With the right policies, Sperling said the country will be “on a path to a manufacturing renaissance.”
Those policies include two executive actions announced as part of the trip. One creates three new Manufacturing Innovation Institutes and a second ordering newly released government data be made digitally available for free.
The manufacturing institutes will be partnerships between the business community, higher education and the federal government geared toward the development and production of new technologies.
Combined, the three new institutes will cost $200 million, Sperling said. That money will come from across several government agencies. The Department of Defense will contribute $100 million, the Department of Energy will contribute $70 million, and the Department of Commerce and the National Science Foundation will contribute $30 million each.
Already, the Obama administration has created one such institute in Ohio, and it will encourage states to compete for the right to host one of the new ones.
As for why the president chose Austin as the site of his renewed push for growth-centered policies, the president said the area is representative of a lot of innovative communities around the country.

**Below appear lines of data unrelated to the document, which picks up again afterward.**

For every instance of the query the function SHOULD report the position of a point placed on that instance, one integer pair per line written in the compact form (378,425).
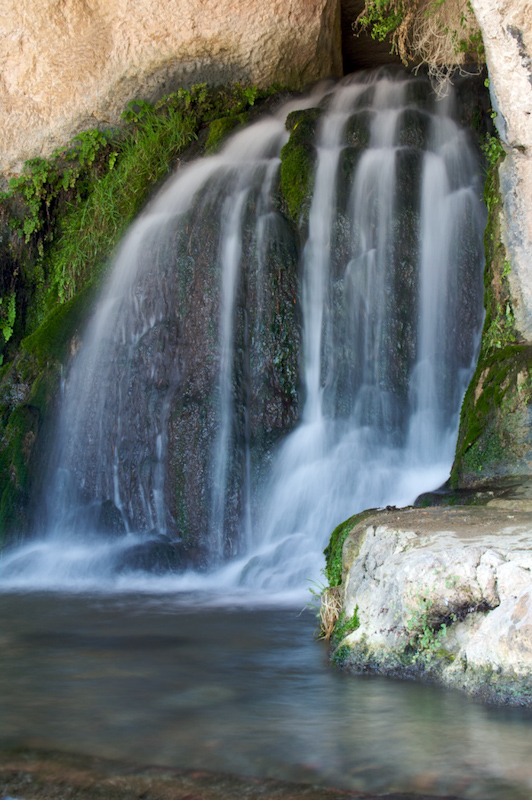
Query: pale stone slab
(72,65)
(444,593)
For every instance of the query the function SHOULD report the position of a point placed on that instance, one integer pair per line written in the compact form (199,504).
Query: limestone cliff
(69,65)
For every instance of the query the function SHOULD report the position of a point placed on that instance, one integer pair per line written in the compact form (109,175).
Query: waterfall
(241,387)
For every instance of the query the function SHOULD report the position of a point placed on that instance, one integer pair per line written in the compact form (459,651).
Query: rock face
(507,35)
(444,593)
(69,65)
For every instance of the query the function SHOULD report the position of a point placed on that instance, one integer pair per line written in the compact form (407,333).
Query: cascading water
(231,407)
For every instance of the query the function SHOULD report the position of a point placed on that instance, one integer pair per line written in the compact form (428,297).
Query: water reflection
(159,681)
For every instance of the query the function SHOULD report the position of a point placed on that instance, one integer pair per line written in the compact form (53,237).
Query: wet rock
(154,555)
(443,593)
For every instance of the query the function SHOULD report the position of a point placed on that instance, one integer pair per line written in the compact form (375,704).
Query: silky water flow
(238,394)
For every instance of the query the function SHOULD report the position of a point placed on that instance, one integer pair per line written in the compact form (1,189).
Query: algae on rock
(495,437)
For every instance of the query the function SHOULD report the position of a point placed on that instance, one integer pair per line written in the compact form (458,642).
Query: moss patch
(298,158)
(219,130)
(495,437)
(333,551)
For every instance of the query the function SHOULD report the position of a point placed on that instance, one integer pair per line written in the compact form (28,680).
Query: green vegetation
(219,129)
(298,158)
(64,215)
(345,626)
(333,551)
(494,436)
(427,633)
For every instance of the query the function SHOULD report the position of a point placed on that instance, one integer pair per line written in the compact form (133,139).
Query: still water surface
(185,683)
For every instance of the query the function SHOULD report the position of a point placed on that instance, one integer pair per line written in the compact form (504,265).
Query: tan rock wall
(67,65)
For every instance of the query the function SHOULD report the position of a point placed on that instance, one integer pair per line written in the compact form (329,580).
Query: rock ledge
(445,594)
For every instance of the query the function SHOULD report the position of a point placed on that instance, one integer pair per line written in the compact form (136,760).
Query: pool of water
(191,683)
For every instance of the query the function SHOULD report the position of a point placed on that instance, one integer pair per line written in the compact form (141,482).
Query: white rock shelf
(444,594)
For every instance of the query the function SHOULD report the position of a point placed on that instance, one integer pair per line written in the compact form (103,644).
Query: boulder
(445,594)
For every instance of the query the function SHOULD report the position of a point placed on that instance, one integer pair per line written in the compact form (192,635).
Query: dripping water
(194,439)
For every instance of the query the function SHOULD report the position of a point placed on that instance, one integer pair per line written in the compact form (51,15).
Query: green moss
(219,130)
(345,626)
(495,438)
(298,158)
(333,551)
(52,339)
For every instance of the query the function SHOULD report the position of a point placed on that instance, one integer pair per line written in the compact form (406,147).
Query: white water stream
(391,310)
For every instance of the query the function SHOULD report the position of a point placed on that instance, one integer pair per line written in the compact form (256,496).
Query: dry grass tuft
(442,35)
(330,610)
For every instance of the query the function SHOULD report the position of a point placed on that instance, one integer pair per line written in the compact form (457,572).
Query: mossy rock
(298,159)
(53,337)
(333,551)
(219,130)
(495,438)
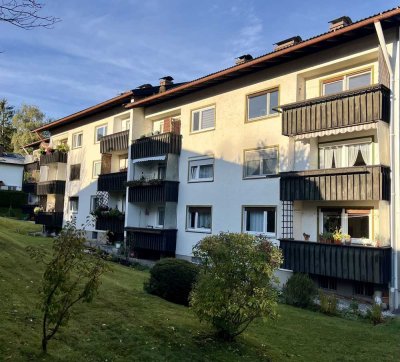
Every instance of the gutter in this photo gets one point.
(395, 281)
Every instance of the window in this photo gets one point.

“There are some terrific things going on in this area, in communities like Manor,” the president said. “And there are terrific things going on in communities all across the country that are good models for all of America to follow.”
After meeting the president on the tarmac in Austin, Texas Governor and former GOP presidential candidate Rick Perry was more boastful about why Obama chose his state to visit.
“He didn’t go to Detroit,” Perry said. “He didn’t go to Chicago. He didn’t go to some of the cities in California that have declared bankruptcy. He came to Austin, Texas, and he came here because we are a success story. Whether you are playing for the red team or whether you are playing for the blue team you like to hang out with a winner and Texas is a winner.”